Chloe waited a few more minutes before working her arms free and pulling the blanket down from over her helmet. The car was zipping down the road, swerving violently between the other cars. In the space of three minutes they shot through two red lights. Her new caretaker was humming an offkey ditty to himself, as if he was taking a casual stroll through the park.
"Who are you?" Chloe asked.
"I am Dr Calligosto Loboto! The greatest dentist in the world!" He threw out an arm dramatically and his claws punctured the roof of the car. She could see many similar holes clustered in the same area.
"My name is Chloe. I hail from the planet Cygnus A."
"Ooooh, you're an alien! That explains the helmet! You better keep that thing on, I don't want you suffocating in our atmosphere!"
Chloe couldn't name the feeling in her chest, except that it was a good one.

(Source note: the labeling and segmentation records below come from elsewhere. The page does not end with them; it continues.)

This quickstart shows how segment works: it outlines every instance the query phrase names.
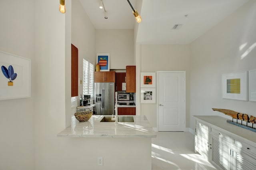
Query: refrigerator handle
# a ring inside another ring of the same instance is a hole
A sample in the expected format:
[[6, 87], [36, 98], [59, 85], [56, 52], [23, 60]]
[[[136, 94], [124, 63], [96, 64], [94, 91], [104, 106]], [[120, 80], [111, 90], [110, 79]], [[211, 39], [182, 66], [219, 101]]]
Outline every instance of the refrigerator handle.
[[105, 95], [104, 95], [104, 92], [105, 92], [105, 90], [104, 90], [104, 89], [102, 89], [102, 108], [105, 108]]
[[104, 94], [103, 94], [103, 89], [101, 89], [101, 108], [103, 108], [103, 100], [104, 100]]

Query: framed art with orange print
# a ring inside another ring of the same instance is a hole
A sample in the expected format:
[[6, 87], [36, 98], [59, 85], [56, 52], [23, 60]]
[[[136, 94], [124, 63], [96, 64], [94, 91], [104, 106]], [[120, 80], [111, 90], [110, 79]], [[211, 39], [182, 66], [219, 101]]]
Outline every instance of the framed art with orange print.
[[110, 57], [109, 53], [97, 53], [96, 63], [100, 65], [100, 71], [109, 71]]
[[140, 87], [156, 87], [156, 73], [140, 73]]

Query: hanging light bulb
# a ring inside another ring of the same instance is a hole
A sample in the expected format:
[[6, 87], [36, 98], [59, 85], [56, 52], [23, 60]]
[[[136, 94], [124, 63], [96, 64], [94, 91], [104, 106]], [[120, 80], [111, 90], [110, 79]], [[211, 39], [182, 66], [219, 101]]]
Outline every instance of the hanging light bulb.
[[104, 14], [105, 14], [105, 17], [104, 17], [104, 18], [105, 19], [108, 19], [108, 12], [106, 11], [105, 11], [104, 12]]
[[60, 6], [59, 7], [60, 12], [62, 14], [66, 12], [66, 8], [65, 7], [65, 0], [60, 0]]
[[138, 13], [138, 12], [137, 12], [136, 10], [135, 10], [135, 12], [134, 11], [132, 11], [132, 14], [133, 14], [134, 15], [134, 16], [135, 17], [135, 19], [136, 20], [136, 21], [137, 22], [138, 22], [138, 23], [140, 23], [140, 22], [141, 22], [141, 18], [140, 18], [140, 15], [139, 15], [139, 14]]
[[103, 2], [102, 2], [102, 1], [100, 0], [100, 8], [102, 9], [103, 8]]
[[131, 4], [131, 3], [130, 2], [129, 0], [127, 0], [128, 3], [130, 4], [130, 6], [131, 6], [132, 9], [132, 14], [134, 15], [135, 17], [135, 19], [136, 20], [136, 22], [138, 23], [140, 23], [141, 22], [141, 18], [140, 15], [138, 13], [137, 10], [134, 10], [134, 9], [132, 7], [132, 6]]

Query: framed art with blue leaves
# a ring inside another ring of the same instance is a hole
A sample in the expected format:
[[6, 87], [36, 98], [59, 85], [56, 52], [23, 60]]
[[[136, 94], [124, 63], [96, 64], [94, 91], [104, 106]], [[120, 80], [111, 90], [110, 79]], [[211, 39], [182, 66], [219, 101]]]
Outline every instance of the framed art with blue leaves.
[[31, 96], [31, 61], [0, 51], [0, 100]]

"That's what I kept telling them! Just because I can breathe your air doesn't mean it doesn't have a detrimental effect on my lungs!"
"Of course!" the doctor said, genuinely annoyed. "That's Alien 101! Boy, your parents are weird ."
"They aren't my parents," Chloe said, firmly. "They're my human caretakers. They were looking after me while I'm on the planet. Someday my real parents will return for me, and take me back to the home planet."
"Makes sense to me! I wonder if that makes this less of a felony."